The Pillowman

April 15-17 & 22-24, 2010

written by Martin McDonagh
directed by David Fox

Weber Theatre, Watson Fine Arts

CAST

Katurian Patrick McCormick’10
Tupolski Jon Schwartz ’10
Ariel Adam Wilson ’11
Michal Sean Clarke ’10
Child Jenny Brum ’12
Mother Laura Goldstein ’12
Father Morgan Shattuck ’11

CREW

Director David Fox
Scene & Costume Designer Clinton O’Dell
Lighting & Sound Design/
Technical Director
David Cook
Stage Violence Choreographer Normand Beauregard
Scenic Artist
Josh DeLisle
Prop Buyer
Tracey Cook
Foley Artist Libby Froeber ’12
Stage Manager
Emily Karelitz ’10
Assistant Stage Manager
Stephanie Antetomaso ’12
Light Board Operator
Molly Tobin ’13
Sound Board Operator/
Wardrobe
Laura Donovan ’12
Technicians Phoebe Boyd ’12
Sean Clark ’10
Warren Garceau ’10
Joshua Gilpatrick ’10
Heather Gordon ’13
Josephine Johnson ’13
Jordan Lewis ’12
Catherine Oakley ’13
Becky Rafe ’10
Jesse Shaw ’12
Emily Tabor ’10

Director’s Notes on Martin McDonagh and The Pillowman

This past winter, I was one of several individuals interviewed online by London theatre critic Matt Wolf for an article he was preparing on playwright Martin McDonagh. What follows are some excerpts from that interview.

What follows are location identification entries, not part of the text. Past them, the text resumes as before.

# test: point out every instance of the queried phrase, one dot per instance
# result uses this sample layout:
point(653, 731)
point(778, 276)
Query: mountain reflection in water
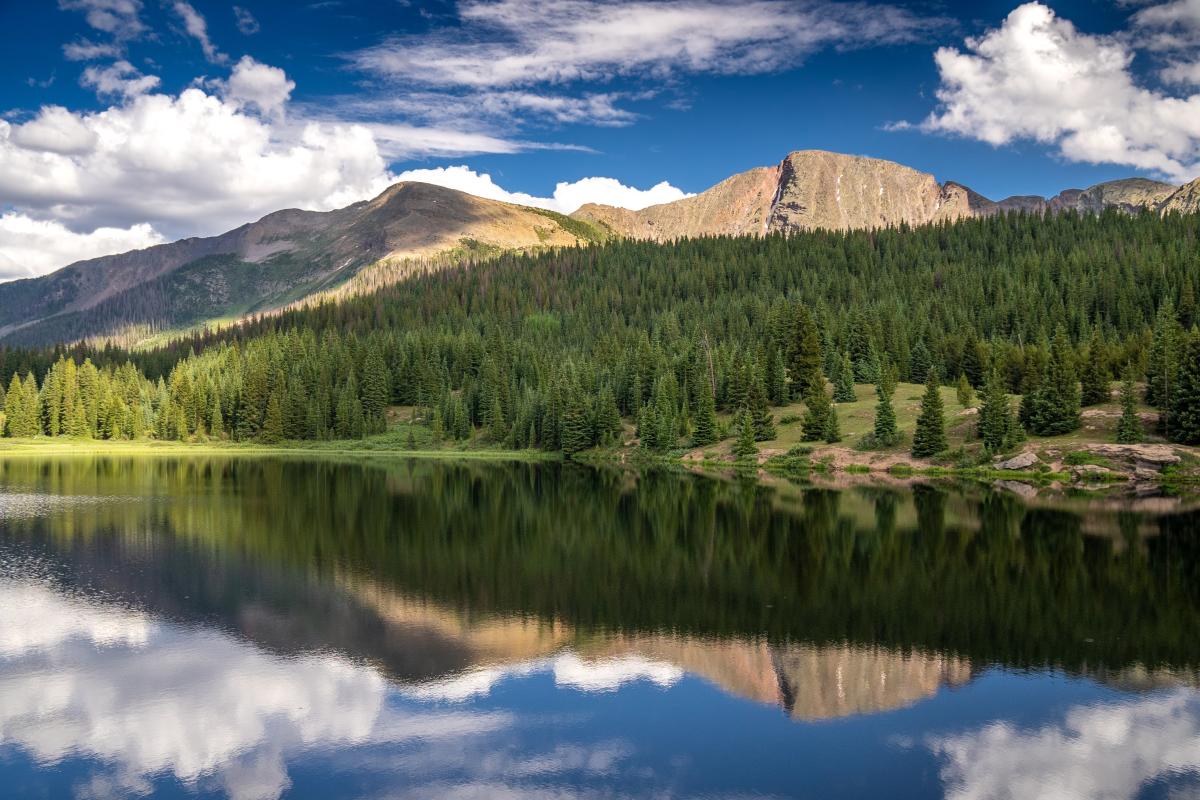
point(256, 627)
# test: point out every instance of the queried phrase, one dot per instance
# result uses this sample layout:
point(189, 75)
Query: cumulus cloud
point(119, 18)
point(246, 23)
point(521, 42)
point(1038, 78)
point(119, 78)
point(1103, 752)
point(568, 196)
point(30, 247)
point(198, 29)
point(258, 85)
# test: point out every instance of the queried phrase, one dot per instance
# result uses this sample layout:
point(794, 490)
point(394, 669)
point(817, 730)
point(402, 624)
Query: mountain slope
point(813, 188)
point(281, 258)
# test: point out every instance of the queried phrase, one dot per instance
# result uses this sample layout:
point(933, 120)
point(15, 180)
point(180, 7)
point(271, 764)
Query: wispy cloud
point(522, 42)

“For me, the thematic centerpiece of The Pillowman is the sanctity of the written word, the sanctity of artistic expression—even under the direst of circumstances. Child abuse, police brutality, how we regard and treat mental illness figure into the play’s landscape, but in a slightly more minor key. The  focus as the curtain falls is on whether those stories live or die. The nameless totalitarian state that is the play’s setting could represent any number of institutions with an inclination towards censorship and self-preservation: governments, businesses, Houses of Learning, Houses of Culture, Houses of God.”

“McDonagh, most definitely, is not a writer offering solutions, pallid social bromides about right vs. wrong. He is horrified by our world, I think, but like Samuel Beckett, his funny bone simply will not die. Suffering and those who revel in inflicting suffering are timeless facts of life. He puts the sordid truth front and center and asks us to confront it, and he still manages to make us laugh at the carnage. If McDonagh lacked a core of compassion, he wouldn’t bother to write these plays at all. He cares, but he can only be a bewildered, bothered, and bemused observer. Why should we expect anything different?”

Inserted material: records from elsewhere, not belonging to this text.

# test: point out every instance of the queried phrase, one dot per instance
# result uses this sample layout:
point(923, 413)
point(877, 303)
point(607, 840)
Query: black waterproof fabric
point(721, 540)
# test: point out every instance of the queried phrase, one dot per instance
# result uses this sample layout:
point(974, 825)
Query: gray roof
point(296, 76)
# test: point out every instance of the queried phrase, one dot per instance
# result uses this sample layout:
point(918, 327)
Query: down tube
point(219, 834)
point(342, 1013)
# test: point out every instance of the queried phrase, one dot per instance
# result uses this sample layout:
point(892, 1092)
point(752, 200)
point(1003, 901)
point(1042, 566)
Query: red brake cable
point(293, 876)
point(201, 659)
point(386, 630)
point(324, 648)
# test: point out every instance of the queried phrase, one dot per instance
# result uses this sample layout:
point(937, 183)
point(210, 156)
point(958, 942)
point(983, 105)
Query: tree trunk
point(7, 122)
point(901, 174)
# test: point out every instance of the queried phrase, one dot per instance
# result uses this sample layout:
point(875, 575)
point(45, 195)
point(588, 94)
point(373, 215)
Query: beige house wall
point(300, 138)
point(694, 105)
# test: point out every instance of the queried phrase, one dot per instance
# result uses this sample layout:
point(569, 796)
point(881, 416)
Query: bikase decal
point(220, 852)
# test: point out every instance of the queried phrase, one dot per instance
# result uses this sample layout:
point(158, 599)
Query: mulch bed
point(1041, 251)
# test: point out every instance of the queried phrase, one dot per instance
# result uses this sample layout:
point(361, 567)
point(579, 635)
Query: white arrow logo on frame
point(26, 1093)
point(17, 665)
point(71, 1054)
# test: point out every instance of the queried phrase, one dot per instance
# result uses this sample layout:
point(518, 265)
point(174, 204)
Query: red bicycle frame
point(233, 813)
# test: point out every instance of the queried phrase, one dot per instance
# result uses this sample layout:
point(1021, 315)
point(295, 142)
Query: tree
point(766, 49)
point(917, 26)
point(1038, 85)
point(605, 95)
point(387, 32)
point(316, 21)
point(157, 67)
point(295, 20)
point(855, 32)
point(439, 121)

“All of McDonagh’s settings—the Irish ones, the unnamed totalitarian state in The Pillowman, and the dilapidated hotel room in the current Broadway success A Behanding In Spokane—function a bit like the American Wild West or Seagoing Adventure  backdrops of countless Hollywood films. They’re all outposts: untamed locations in which our primal tendencies surge to the surface, therapeutic arenas for the display of rebellious and often violent behavior. This is not absolute realism at all. As a writer for the theatre, McDonagh offers a metaphorical world, a place rough and rocky, stripped of civil veneer, that allows him to explore the emotional misfit in all of us. Flawed though many of his characters are, they are also intensely human. McDonagh’s people could not reveal as much in a tamer, more cloistered environment.”

“The Irish setting in The Pillowman disappears, but we’re still inhabiting a cold, inhospitable outpost, and McDonagh’s trademark plot twists and ability to shock and amuse simultaneously remain very much intact. What separates The Pillowman for me as a play from other McDonagh plays is that it feels more personal. The playwright’s emotional investment goes deeper. Autobiographical readings are always dangerous, but it is desperately difficult to separate the plight of Katurian from the plight of McDonagh. The Pillowman, like McDonagh’s other works, delivers a magnificent story told by an expert storyteller, but unlike other plays, it places the storyteller at the center of the story. Pretty clever. More textured, more multilayered, more deeply felt than some of his other material.”